The broad rally followed even bigger gains in Europe, which also bounced back from the steep losses triggered by Britain's 'leave' vote last Thursday.
Oil and gas companies led the rally as energy prices rose. Banks and other financial companies, which took the heaviest losses in the sell-off, also surged.
Bond prices fell, sending yields higher. The yield on the 10-year Treasury note rose to 1.46 per cent from 1.44 late Monday.
"We were due for a bounce heading into the morning; we had a couple of tough days there," said Sean Lynch, co-head of global equity strategy at Wells Fargo Investment Institute. "Investors are stepping up and seeing some areas that may have been oversold the past couple of days and redeploying some of their cash."

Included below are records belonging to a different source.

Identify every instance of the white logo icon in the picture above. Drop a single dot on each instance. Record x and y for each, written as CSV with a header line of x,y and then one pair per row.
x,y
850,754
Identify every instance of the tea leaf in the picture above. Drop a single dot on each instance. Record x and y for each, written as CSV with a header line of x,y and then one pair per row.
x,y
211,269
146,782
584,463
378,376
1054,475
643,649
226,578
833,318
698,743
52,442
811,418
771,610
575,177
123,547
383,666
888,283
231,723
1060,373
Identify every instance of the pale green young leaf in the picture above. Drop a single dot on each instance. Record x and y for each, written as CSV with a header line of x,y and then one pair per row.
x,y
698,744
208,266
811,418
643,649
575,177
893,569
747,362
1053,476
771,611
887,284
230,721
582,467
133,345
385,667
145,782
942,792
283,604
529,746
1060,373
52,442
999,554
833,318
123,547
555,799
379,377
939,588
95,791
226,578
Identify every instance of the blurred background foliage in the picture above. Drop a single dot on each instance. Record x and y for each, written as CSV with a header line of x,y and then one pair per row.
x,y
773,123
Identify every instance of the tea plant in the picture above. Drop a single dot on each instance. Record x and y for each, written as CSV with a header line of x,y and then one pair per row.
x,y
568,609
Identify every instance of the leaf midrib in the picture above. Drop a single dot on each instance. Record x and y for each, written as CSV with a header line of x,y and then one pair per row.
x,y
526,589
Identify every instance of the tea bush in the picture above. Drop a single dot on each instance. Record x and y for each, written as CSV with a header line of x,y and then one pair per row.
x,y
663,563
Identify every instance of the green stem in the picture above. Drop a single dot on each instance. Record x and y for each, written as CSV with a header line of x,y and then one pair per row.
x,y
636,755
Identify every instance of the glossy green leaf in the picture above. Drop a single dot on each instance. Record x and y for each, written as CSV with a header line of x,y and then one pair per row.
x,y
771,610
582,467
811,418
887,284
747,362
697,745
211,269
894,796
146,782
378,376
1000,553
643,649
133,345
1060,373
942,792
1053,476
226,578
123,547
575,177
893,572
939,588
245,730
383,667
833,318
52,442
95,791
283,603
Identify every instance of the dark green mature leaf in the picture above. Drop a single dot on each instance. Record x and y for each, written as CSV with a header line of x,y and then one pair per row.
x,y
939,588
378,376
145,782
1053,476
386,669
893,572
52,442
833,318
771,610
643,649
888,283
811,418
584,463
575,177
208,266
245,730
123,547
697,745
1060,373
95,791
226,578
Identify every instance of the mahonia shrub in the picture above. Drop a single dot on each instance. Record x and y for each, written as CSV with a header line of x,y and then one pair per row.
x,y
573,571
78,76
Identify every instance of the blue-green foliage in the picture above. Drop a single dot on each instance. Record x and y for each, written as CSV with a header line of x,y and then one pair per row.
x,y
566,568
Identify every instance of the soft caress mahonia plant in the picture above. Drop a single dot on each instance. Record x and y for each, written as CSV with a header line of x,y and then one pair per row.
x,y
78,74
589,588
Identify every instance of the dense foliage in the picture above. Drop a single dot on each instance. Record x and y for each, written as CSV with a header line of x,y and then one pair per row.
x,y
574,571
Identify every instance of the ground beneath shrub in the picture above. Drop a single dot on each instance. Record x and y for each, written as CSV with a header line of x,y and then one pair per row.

The Dow Jones industrial average gained 269.48 points, or 1.6 per cent, to 17,409.72. The Standard & Poor's 500 index rose 35.55 points, or 1.8 per cent, to 2,036.09. The Nasdaq composite added 97.42 points, or 2.1 per cent, to 4,691.87.
Despite the rebound, the three indexes remain on track to end June in the red. They are also down for the year.
European benchmarks had an even better day than US indexes. Britain's FTSE 100 and France's CAC 40 each gained 2.6 per cent. Germany's DAX added 1.9 per cent.
The euro and the British pound recovered somewhat, though the pound remained near the 30-year lows it plunged to immediately following the leave vote.
In currency markets, the pound recovered to US$1.3343 from US$1.3176 on Monday. The yen eased slightly against the dollar, though it was still hovering near its strongest level in two years. The dollar rose to 102.79 yen from 101.97 yen. The euro strengthened to US$1.1049 from US$1.1005.
Benchmark US crude rose US$1.52, or 3.3 per cent, to close at US$47.85 a barrel in New York. Brent crude, used to price international oils, gained US$1.42, or 3 per cent, to close at US$48.58 a barrel in London.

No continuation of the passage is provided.